Development of two new PET radiotracers with different brain kinetics for imaging monoacylglycerol lipase in brain

Objectives: Monoacylglycerol lipase (MAGL) is a serine hydrolase that hydrolyzes 2-arachidonoylglycerol (2-AG) into arachidonic acid (AA) and glycerol in brain. Because 2-AG and AA are endogenous biologically active ligands in brain, inhibition of MAGL is an attractive therapeutic target for brain diseases, such as neuroinflammation. Recently some therapeutic drug candidates have been developed by irreversibly inhibiting MAGL in brain. In this study, to visualize the brain MAGL and provide proof-of-concept for the drug candidates, we developed two new irreversible PET tracers ¹¹C-1 and ¹¹C-2 and evaluated their in vivo potentials in the brain.

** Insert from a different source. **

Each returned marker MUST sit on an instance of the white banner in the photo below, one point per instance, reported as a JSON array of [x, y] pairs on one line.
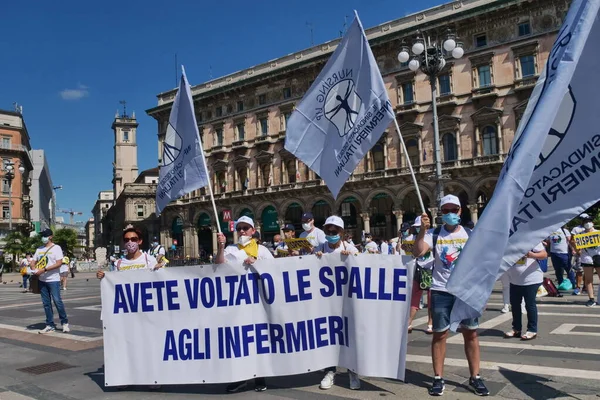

Methods: The unlabeled compounds 1 and 2 were synthesized by 5-step reactions starting from commercially-available chemicals, respectively. The radiosynthesis of ¹¹C-1 or ¹¹C-2 was performed by reacting alcohol with ¹¹C-phosgene, followed by reaction with the corresponding amine. Small-animal PET scans for rats were conducted to examine the in vivo brain regional distribution of radioactivity. In vitro and in vivo stability tests were also conducted.

Results: Compounds 1 and 2 were obtained in total yields of 20-30%, respectively. Radiotracers ¹¹C-1 and ¹¹C-2 were achieved in around 10% isolated radiochemical yields (relative to ¹¹CO₂, non-decay corrected). Their radiochemical purity exceeded 98%, and the molar activity was higher than 74 GBq/μmol at the end of synthesis. PET imaging studies showed that the two radiotracers could pass through blood-brain-barrier and the initial uptakes reached 1.5 SUV in the rat brain. Their wide distribution pattern of radioactivity was consistent with the pattern of MAGL in the brain. Pretreatment with MAGL-selective inhibitor JW642 significantly reduced the uptake of radioactivity in the brain. While the radioactivity level for ¹¹C-1 decreased in the brain after the radiotracer injection, the radioactivity for ¹¹C-2 retained a definite level until the end of PET. In vitro stability tests showed that ¹¹C-CO₂ was continuously released from the incubated mixture of ¹¹C-1 with brain homogenate, whereas no gaseous radioactivity was formed in the mixture of ¹¹C-2 with the homogenate.

Conclusions: Two novel PET tracers ¹¹C-1 and ¹¹C-2 for imaging MAGL were synthesized and obtained with applicable radioactivity yield and enough quality for the evaluation studies. PET imaging studies with ¹¹C-1 and¹¹C-2 showed high brain uptakes and in vivo specific bindings for MAGL in the rat brain. ¹¹C-2 displayed the brain kinetics as a typical irreversible radiotracer while ¹¹C-1 showed a different kinetics from ¹¹C-2. The radiotracers could be used to visualize MAGL in diseased brain models for different purposes.